1. What was the last movie/concert/show that you saw?
My aunt bought me tickets to take my daughter and her friend to see Gavin Degraw, who I am utterly obsessed with, at Universal Studios this year. I was on the verge of tears the entire time, and really tried not to be jealous when my daughter and her friend actually got to meet him an hour before the concert in a freak run in at the park while I was holding our seats by the stage! Tell me she got you an autograph at least?
2. What was the name of the last book you read?
I just finished listening to Gone Girl by Gillian Flynn and loved it!
3. Tell us 2 positive and 2 negative character traits you possess.
Positive: I’m very creative and very determined.
Negative: I’m anal and obsessive, and really, really stubborn.
4. If you could have dinner with anyone, past or present, fictional or real, who would it be and why?
See picture>>>> Gavin Degraw. I know, I should say a president or some saint, but I’m superficial. What can I say? On a more serious note, J.K. Rowling. I’d just sit in silence and let her talk all night and fill my brain with her brilliance. Oh, and the backstories and deleted scenes and future stories. Oh, just imagine!
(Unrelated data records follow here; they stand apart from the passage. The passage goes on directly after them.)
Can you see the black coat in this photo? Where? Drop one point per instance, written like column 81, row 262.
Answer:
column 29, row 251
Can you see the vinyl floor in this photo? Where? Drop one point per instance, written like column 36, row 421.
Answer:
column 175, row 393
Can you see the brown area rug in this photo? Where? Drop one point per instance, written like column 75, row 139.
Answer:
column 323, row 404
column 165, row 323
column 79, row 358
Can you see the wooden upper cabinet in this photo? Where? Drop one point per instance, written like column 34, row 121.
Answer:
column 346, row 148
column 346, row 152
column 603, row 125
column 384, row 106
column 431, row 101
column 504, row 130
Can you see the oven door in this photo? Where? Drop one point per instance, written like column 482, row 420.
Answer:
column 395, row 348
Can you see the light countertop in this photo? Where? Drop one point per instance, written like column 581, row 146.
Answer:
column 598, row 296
5. What would we find in your refrigerator right now?
Almond milk, spinach, Louisiana hot sauce, beans, Veganaise, and some Cabernet Sauvignon. Boring, but there it is.
1. Elvis or Sinatra? Sinatra
2. Meat or Veggies? Veggies!
3. Italian or Chinese? Chinese
4. Summer or Winter? Winter
5. Coffee or Tea? Tea
Thanks for coming by and spending some time with us. Any final words of wisdom to pass along?
This was so much fun! Sweaty palms and all. All I can say to readers is, if you pick up Silent Night, please drop me a note to let me know what you think, good or bad, and I will respond (firstname.lastname@example.org)! Also, please leave reviews. Not just for Silent Night but for all books you read. Good or bad, they help the author (though good is always appreciated).
To writers, I just say this: Keep at it. If you want to sell more than you want to watch the latest episode of FILL IN YOUR FAVORITE TV SHOW HERE, you will. People who sell books are people who never quit trying to, and sadly the world is filled with writers who quit trying. It only takes one yes, no matter how many no’s are thrown at you.